We evaluated the E2696 and E1694 trials to better understand the prognostic value of autoimmunity induced by HDI. In E2696, patients with resectable high risk melanoma were randomized to GM2-KLH/QS-1 (GMK) vaccine plus concurrent HDI, GMK plus sequential HDI, or GMK alone. In E1694, patients were randomized to either GMK or HDI. Sera from 103 patients in E2696 and 691 patients in E1694 banked at baseline and up to three additional time points were tested by ELISA for the development of five autoantibodies. In E2696, autoantibodies were induced in 17 subjects (25%; n
= 69) receiving HDI and GMK versus 2 (6%; n
= 34) receiving GMK without HDI (2P
-value = 0.029). Of 691 patients in E1694, 67 subjects (19.3%; n
= 347) who received IFN developed autoantibodies versus only 15 (4.4%; n
= 344) in the vaccine control group (2P
-value < 0.001). In the HDI arms, almost all induced autoantibodies were detected at ≥ 12 weeks after initiation of therapy. A one-year landmark analysis of E1694 resected stage III patients, showed survival advantage associated with HDI-induced autoimmunity that approaches statistical significance (HR = 1.54; P
= 0.072) adjusting for treatment.42, 43
These observations support the hypothesis that prevention of melanoma relapse and mortality with IFN is associated with immunomodulation that may increase resistance to melanoma. IFN-α2b induction of autoimmunity may provide a useful surrogate biomarker of adjuvant therapeutic benefit. Studies of autoimmunity and its genetic determinants may help identify patients most likely to benefit from HDI and other newer immunotherapies associated with autoimmunity, such as the anti-CTLA-4 blocking antibodies ipilimumab and tremelimumab.

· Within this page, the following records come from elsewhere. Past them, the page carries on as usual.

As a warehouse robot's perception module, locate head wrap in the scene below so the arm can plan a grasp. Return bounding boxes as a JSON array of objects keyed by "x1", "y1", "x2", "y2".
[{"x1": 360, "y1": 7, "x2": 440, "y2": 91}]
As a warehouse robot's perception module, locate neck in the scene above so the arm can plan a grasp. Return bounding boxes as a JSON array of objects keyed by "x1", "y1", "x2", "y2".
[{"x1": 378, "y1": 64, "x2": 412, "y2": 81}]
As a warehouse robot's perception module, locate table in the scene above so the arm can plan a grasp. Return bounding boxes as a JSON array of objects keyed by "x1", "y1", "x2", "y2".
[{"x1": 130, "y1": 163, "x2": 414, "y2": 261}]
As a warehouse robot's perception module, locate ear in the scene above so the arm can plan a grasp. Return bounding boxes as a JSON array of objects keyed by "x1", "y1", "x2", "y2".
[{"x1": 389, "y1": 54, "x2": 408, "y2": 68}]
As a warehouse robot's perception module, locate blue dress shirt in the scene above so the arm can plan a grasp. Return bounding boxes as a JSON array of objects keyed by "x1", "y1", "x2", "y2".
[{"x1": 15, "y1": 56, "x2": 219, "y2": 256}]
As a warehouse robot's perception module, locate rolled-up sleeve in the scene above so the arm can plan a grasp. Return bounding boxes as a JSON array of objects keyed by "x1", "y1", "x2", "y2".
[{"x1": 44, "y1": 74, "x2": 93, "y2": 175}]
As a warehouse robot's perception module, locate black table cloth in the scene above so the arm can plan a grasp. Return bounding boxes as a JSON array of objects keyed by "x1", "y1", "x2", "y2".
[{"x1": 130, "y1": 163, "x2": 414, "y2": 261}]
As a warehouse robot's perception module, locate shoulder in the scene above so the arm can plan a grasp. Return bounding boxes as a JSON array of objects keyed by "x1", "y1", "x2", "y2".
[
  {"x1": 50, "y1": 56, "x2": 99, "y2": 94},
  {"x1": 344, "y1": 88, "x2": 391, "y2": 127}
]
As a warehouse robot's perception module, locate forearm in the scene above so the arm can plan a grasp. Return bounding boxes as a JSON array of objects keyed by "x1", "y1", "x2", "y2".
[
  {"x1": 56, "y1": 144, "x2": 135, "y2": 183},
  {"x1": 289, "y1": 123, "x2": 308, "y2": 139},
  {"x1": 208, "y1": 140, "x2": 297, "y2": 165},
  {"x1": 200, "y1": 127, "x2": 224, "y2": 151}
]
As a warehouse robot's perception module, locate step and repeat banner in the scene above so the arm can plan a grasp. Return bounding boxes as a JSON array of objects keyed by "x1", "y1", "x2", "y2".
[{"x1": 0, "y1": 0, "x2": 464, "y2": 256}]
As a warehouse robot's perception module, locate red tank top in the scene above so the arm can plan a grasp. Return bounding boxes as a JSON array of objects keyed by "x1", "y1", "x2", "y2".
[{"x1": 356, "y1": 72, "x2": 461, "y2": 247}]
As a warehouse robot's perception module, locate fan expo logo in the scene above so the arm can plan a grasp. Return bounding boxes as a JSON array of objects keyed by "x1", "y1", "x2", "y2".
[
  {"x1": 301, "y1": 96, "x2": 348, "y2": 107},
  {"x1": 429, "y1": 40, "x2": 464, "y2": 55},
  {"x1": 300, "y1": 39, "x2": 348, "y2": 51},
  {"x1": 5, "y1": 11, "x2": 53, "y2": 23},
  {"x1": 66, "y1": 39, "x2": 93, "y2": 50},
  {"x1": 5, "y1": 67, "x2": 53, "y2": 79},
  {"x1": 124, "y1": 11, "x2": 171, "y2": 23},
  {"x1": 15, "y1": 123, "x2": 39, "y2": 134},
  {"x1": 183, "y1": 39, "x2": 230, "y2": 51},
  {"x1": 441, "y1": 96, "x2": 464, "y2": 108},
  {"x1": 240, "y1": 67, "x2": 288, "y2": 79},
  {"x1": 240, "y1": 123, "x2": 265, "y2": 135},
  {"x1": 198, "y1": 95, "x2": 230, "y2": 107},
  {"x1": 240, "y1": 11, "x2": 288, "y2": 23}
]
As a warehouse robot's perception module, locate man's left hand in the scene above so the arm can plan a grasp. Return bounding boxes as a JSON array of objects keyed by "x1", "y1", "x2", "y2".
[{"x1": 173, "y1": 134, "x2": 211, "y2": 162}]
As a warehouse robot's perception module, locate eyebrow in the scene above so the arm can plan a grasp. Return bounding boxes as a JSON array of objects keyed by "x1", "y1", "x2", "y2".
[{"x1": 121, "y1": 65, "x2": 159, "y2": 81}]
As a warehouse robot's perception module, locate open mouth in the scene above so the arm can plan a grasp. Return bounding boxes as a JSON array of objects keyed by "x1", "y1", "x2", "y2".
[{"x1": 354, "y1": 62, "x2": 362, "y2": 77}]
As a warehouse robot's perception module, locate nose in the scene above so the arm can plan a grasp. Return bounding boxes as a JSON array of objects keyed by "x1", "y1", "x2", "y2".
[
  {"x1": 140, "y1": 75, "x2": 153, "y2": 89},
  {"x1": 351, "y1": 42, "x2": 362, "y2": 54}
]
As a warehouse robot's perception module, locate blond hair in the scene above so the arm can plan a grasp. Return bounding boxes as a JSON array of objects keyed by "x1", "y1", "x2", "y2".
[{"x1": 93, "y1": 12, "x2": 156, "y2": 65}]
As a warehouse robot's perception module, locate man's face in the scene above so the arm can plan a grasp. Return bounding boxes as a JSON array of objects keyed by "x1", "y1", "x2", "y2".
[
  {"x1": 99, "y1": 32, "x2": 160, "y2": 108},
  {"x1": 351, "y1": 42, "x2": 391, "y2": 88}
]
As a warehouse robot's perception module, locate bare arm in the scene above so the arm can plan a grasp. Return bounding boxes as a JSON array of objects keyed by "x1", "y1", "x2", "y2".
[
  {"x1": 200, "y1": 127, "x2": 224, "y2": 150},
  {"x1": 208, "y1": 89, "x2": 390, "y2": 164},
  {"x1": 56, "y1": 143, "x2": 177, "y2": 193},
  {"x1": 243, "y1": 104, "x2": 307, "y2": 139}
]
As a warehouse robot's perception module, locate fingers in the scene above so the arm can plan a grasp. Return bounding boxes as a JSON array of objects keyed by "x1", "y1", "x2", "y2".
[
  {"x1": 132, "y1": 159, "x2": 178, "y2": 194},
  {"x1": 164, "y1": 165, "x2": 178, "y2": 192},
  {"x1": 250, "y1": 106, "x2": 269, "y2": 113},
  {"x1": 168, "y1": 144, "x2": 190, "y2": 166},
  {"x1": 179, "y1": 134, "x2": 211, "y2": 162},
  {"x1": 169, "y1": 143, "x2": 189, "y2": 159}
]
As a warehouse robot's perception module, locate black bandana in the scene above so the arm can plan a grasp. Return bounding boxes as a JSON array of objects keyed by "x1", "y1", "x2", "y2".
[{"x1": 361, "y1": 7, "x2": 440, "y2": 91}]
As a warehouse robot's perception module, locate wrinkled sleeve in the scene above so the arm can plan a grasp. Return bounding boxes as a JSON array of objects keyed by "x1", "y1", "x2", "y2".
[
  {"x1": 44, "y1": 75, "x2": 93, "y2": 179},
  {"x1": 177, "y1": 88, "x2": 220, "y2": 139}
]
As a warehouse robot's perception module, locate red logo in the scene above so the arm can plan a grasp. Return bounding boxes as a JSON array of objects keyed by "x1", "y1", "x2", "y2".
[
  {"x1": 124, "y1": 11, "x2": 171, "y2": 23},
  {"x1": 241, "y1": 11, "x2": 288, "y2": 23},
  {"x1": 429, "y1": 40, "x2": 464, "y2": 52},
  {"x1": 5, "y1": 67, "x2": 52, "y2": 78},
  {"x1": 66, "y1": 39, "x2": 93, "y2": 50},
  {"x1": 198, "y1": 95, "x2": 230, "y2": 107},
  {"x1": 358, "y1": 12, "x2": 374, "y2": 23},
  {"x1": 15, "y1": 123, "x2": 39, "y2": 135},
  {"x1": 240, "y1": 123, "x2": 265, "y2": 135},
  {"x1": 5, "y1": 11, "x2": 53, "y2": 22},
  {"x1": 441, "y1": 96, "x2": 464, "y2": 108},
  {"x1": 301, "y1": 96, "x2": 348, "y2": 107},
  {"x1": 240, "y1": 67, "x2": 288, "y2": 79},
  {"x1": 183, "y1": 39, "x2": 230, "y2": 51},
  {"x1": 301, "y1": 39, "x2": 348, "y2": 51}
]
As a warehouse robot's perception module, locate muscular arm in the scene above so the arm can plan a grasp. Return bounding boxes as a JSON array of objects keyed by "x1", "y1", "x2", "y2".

Baseline Proinflammatory Cytokine Levels Predict Relapse-free Survival Benefit with HDI
The detection of serum biomarkers that are either prognostic of clinical outcome, or predictive of response to IFN-α2b has been pursued using high-throughput xMAP® multiplex immunobead assay technology (Luminex Corp.). This technology was utilized to simultaneously measure the levels of 29 cytokines, chemokines, angiogenic and growth factors, as well as soluble receptors in the sera of 179 patients with high-risk melanoma who have participated in the E1694, and 378 healthy age and gender-matched controls. These banked sera that have been tested were prospectively collected in the course of the intergroup E1694 trial. The 179 melanoma patients were chosen at random from the two trial arms according to disease status (whether the subject had relapsed at <1 year, between one and 3 years, or more than 5 years). Of those samples tested, 93 were derived from patients who received GMK vaccination and 86 were derived from patients treated with HDI. The clinical data from the E1694 trial were then mature to a median of 4.6 years of follow-up.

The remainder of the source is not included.